2 500 jobs on the line as Barloworld exits logistics, auto businesses

Barloworld Logistics could soon be history after the decision by CEO Dominic Sewela to exit the logistics sector.

Sewela said this after announcing the company financial results for the six months ended March 31.

He said that the business had been given a three-year period to turn around, with a decision on its future scheduled for September this year.

However, given the current circumstances, Sewela had decided to exit the logistics business.

The automotive business had also been put under review, he added.

“We shall look at the business and look at alternatives to say what do we do with it.”

Barloworld’s automotive business was particularly hard hit by the national lockdown to curb the spread of Covid-19. The initial hard lockdown had halted vehicle sales and travel for a period, and by implication vehicle rentals. The current lockdown at Alert Level 3 still restricted holiday tourism and travel.

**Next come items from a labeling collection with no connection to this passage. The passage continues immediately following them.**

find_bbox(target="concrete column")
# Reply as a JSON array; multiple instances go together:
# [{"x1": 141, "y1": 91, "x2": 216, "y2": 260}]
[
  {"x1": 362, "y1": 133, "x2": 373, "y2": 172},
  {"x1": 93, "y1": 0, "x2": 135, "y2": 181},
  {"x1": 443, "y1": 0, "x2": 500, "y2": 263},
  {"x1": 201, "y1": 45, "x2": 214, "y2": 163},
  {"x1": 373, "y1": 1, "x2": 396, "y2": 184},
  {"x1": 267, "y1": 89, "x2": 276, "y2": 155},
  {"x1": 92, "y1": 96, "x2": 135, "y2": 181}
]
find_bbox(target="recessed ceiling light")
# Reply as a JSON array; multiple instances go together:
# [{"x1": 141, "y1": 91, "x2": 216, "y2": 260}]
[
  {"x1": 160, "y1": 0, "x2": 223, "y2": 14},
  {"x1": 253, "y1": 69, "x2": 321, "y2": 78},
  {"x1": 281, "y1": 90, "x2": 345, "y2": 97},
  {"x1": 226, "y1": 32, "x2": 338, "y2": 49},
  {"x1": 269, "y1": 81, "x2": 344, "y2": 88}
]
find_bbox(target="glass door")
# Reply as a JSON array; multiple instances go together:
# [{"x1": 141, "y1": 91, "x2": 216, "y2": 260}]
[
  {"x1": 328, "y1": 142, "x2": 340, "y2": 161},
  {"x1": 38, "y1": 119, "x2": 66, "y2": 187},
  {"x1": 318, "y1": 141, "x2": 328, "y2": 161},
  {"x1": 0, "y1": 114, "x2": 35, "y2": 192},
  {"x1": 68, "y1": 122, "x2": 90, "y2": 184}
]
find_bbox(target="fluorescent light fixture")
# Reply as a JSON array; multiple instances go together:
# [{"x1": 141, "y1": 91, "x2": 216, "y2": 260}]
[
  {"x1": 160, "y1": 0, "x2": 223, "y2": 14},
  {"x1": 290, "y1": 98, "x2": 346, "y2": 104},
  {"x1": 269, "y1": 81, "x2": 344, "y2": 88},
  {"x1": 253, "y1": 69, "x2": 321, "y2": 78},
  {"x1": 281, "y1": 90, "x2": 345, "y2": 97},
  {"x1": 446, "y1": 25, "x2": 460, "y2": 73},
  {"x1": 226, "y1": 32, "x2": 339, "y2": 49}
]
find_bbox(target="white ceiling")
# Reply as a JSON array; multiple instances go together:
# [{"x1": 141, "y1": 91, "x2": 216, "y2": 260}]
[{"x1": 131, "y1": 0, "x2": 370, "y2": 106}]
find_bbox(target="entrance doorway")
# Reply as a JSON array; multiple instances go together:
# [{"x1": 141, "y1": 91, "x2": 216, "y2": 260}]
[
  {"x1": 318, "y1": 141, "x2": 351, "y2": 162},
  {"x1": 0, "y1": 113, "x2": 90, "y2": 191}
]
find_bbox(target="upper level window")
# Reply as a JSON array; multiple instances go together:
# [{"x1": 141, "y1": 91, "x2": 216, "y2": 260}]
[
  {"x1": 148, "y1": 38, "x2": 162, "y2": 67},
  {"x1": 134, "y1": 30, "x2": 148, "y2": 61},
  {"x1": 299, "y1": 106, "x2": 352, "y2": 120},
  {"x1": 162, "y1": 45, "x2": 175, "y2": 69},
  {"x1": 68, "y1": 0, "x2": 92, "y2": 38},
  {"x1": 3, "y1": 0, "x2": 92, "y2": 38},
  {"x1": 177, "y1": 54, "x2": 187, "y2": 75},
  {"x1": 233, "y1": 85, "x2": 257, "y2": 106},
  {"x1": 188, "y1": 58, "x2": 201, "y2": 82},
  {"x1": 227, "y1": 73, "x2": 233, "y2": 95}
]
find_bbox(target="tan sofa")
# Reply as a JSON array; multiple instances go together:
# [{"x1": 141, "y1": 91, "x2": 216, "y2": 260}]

Automotive and Logistics chief executive Kamogelo Mmutlana noted that his division was shedding 2 500 jobs as Barloworld worked to rightsize the business for the current market.

Avis would lose 50% to 60% of its staff, logistics 30%, the division’s headquarters 47%, and the motor retail business 30%, with a number of dealerships to close.

Mmutlana also noted that the Barloworld vehicle rental business would defleet from 27 000 vehicles in March, to 10 000 vehicles by February 2021.

Logistics contributed 8% to revenue for the six months ended March 31, with automotive trading at 29% and the vehicle rental business at 13%. The remainder of revenue was sourced from Barloworld’s equipment business in Russia and Southern Africa.

Combined, the vehicle rental, automotive trading and logistics businesses contributed 20% to operating profit for the period under review.

Total Barloworld revenue declined by 12%, to R25.2-billion, with operating profit down 27%, to R1.2-billion.

“The returns have all been lower than expected,” said Sewela. “Not all of it was Covid-19 related. We were already in a weak environment before that.”

He added that it would probably take between 18 and 24 months before “things normalise”, especially as the current spate of retrenchments in the wider economy would limit available consumer spend.

He said that even though a lot had been spoken about infrastructure development to boost the South Africa economy, nothing had come of it yet.

“We are not going to hold our breath for that. It is very important that we focus on fixing the business. We remain very conservative with our balance sheet.”